Madonna’s Erotica (Bloomsbury, 2023)

Everyone wanted Madonna's 1992 album Erotica to be a scandal. In the midst of a culture war, conservatives wanted it to be proof of the decline of family values. The target of conservative loathing, gay men reeling from the AIDS epidemic wanted it to be a celebration of a sexual culture that had rapidly slipped away. And Madonna herself wanted to sell scandal, which is why she released Erotica in the same season as her erotic thriller Body of Evidence and her pornographic coffee-table book simply titled Sex.

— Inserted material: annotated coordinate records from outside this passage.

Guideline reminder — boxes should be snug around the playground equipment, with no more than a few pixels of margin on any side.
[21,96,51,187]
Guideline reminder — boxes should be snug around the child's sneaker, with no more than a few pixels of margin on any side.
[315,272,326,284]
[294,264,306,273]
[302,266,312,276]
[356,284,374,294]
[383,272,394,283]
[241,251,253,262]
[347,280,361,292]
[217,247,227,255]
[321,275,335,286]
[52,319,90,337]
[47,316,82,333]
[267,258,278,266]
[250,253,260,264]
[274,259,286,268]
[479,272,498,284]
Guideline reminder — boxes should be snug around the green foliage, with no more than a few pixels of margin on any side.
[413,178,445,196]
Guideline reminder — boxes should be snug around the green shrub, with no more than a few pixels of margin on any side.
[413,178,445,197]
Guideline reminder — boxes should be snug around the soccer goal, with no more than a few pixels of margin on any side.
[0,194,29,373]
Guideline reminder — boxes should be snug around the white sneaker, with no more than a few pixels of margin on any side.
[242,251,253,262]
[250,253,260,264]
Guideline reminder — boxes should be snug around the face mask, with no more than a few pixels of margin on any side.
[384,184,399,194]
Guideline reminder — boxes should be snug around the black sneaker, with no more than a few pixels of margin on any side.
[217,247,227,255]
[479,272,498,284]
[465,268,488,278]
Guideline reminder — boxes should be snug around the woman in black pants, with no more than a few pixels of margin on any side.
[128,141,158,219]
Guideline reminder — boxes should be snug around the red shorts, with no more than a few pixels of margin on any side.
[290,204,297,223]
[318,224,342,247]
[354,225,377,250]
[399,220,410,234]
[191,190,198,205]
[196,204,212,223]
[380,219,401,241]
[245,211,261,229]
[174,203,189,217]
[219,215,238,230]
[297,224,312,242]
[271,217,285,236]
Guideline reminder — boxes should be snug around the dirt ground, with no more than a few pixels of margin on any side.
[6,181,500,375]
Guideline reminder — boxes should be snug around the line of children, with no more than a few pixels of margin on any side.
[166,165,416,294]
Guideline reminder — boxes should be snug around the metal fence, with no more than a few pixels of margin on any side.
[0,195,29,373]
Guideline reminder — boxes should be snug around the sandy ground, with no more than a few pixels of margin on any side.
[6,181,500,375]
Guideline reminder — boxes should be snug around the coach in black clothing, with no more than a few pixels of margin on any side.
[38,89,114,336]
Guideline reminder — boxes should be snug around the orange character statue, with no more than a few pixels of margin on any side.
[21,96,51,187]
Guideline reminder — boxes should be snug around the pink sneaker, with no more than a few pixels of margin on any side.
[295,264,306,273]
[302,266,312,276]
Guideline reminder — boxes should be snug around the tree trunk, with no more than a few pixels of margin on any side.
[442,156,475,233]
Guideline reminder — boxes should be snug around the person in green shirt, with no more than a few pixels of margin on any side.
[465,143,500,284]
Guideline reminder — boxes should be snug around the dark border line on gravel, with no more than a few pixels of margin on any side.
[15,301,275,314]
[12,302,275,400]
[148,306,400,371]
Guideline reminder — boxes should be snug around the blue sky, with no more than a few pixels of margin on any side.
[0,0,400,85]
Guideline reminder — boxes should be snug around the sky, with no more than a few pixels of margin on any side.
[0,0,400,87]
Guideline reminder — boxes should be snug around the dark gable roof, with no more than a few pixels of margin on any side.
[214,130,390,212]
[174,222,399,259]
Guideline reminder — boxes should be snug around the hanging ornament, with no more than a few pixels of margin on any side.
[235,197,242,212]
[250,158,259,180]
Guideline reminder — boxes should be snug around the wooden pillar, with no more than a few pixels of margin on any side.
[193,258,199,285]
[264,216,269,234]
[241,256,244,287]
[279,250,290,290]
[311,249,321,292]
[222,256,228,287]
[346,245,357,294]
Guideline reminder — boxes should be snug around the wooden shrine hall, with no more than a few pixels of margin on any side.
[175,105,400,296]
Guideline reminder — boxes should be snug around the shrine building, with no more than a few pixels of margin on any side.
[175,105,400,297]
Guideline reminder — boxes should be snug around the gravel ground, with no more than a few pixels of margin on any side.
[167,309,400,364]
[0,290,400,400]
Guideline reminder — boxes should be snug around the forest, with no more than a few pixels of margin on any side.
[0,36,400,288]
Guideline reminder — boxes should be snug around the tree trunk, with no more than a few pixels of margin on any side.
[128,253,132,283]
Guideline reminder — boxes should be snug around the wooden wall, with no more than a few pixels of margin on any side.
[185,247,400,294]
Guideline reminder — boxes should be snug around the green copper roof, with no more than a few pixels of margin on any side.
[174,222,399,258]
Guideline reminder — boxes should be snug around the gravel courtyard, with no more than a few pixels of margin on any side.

But Erotica is more sentimental than pornographic. This ambivalence over sex is what makes the album crucial both for understanding its time and for navigating culture a generation later. As queer politics were transitioning from sexual liberation to civil rights like same-sex marriage, Madonna tried to do both. Her songs proved formative for works of queer theory, which emerged in the academy at the same time as the album. And Erotica was-and is-central to a developing consciousness about cultural appropriation. In this book, I consider Erotica and its legacy by drawing both on the intellectual traditions at the center of today's hysteria over critical race theory and “don't say gay” and on his own experiences as a gay man too young to know the original carnage of AIDS and too old to grow up assuming he could get married. Madonna offered up Erotica as a key entry in the 1990s culture wars. Her album speaks all the more urgently to the culture wars of today.